<div align="right" style="text-align: right"><i>Peter Norvig, Oct 2017<br>pandas Aug 2020<br>Data updated monthly</i></div>

# Bike Code

Code to support the analysis in the notebook [Bike Speed versus Grade.ipynb](Bike%20Speed%20versus%20Grade.ipynb).

In [1]:
from IPython.core.display import HTML
from typing import Iterator, Tuple, List, Dict
import matplotlib
import matplotlib.pyplot as plt
import numpy  as np
import pandas as pd
import re

# Reading Data: `rides`

I saved a bunch of my recorded [Strava](https://www.strava.com/athletes/575579) rides, most of them longer than 25 miles, as [`bikerides.tsv`](bikerides.tsv).  The columns are: the date; the year; a title; the elapsed time of the ride; the length of the ride in miles; and the total climbing in feet, e.g.: 

    Mon, 10/5	2020	Half way around the bay on bay trail	6:26:35	80.05	541
    
I parse the file into the pandas dataframe `rides`, adding derived columns for miles per hour, vertical feet climbed per hour (VAM), grade in feet per mile, grade in percent, and kilometers ridden:

In [2]:
def parse_rides(lines):
    """Parse a bikerides.tsv file."""
    return add_columns(pd.read_table(lines, comment='#',
                       converters=dict(hours=parse_hours, feet=parse_int)))

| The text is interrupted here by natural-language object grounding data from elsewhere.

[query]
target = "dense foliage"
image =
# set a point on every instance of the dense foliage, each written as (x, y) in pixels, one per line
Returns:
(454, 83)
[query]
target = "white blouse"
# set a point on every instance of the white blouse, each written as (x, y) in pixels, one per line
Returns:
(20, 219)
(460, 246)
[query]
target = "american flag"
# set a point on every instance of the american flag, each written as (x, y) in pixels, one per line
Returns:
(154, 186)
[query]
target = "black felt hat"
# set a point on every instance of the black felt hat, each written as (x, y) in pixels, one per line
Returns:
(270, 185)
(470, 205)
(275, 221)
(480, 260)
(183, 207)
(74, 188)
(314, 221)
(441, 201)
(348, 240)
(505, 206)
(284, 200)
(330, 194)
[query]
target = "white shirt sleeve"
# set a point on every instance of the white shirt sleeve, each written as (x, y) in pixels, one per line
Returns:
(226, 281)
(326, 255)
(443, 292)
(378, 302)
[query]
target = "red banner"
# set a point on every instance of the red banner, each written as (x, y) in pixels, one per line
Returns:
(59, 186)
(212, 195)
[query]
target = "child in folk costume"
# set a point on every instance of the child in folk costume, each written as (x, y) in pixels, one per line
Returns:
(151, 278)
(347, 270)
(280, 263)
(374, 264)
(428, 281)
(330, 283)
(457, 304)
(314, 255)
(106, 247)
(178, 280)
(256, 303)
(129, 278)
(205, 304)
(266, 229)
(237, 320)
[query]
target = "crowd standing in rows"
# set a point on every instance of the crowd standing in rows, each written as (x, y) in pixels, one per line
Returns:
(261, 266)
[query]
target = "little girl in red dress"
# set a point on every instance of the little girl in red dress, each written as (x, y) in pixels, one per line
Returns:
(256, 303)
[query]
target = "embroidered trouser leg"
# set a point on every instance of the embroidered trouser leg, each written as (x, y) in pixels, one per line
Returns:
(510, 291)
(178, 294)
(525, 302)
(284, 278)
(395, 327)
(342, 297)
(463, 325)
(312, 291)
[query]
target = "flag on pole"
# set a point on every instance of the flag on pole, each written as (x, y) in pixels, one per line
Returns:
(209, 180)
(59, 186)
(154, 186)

def parse_hours(time: str) -> float: 
    """Parse '4:30:00' => 4.5 hours."""
    while time.count(':') < 2: 
        time = '0:' + time
    return round(pd.Timedelta(time).seconds / 60 / 60, 4)

def parse_int(field: str) -> int: return int(field.replace(',', ''))

def add_columns(rides) -> pd.DataFrame:
    """Compute new columns from existing ones."""
    mi, hr, ft = rides['miles'], rides['hours'], rides['feet']
    return rides.assign(
        mph=round(mi / hr, 2),
        vam=round(ft / hr / 3.28084),
        fpm=round(ft / mi),
        pct=round(ft / mi * 100 / 5280, 2),
        kms=round(mi * 1.609, 2))

In [3]:
rides = parse_rides(open('bikerides.tsv'))

# Reading Data: `segments`

I picked some representative climbing segments ([`bikesegments.csv`](bikesegments.csv)) with the segment length in miles and climb in feet, along with several of my times on the segment. A line like

    Old La Honda, 2.98, 1255, 28:49, 34:03, 36:44
    
means that this segment of Old La Honda Rd is 2.98 miles long, 1255 feet of climbing, and I've selected three times for my rides on that segment: the fastest, middle, and slowest of the times  that Strava shows. (However, I ended up dropping the slowest time in the charts to make them less busy.)

In [4]:
def parse_segments(lines) -> pd.DataFrame:
    """Parse segments into rides. Each ride is a tuple of:
    (segment_title, time,  miles, feet_climb)."""
    records = []
    for segment in lines:
        title, mi, ft, *times = segment.split(',')[:5]
        for time in times:
            records.append((title, parse_hours(time), float(mi), parse_int(ft)))
    return add_columns(pd.DataFrame(records, columns=('title', 'hours', 'miles', 'feet')))

In [5]:
segments = parse_segments(open('bikesegments.csv'))

# Reading Data: `places`

Monthly, I will take my [summary data from wandrer.earth](https://wandrer.earth/athletes/3534/santa-clara-county-california) and enter it in the file [bikeplaces.txt](bikeplaces.txt), in a format where

      Cupertino: 172: 22.1 23.9 26.2*3 26.3 | 26.4
      
means that Cupertino has 172 miles of roads, and that by the first month I started keeping track, I had ridden 22.1% of them; in the last month 26.4%; and the `26.2*3` means that for 3 months in a row I had 26.2%. The `|` indicates the end of a year. A line that starts with `#` is a comment.

In [6]:
class Month(int):
    """An integer in the form: 12 * year + month."""
    def __str__(self): return f'{(self - 1) // 12}-{(self % 12) or 12:02d}'

start   = Month(2020 * 12 + 7) # Starting month: July 2020
bonuses = (0.1, 25, 90, 99)         # Percents the earn important bonuses

Entry = Tuple[str, float, List[float]] # (Place_Name, miles_of_roads, [pct_by_month,...])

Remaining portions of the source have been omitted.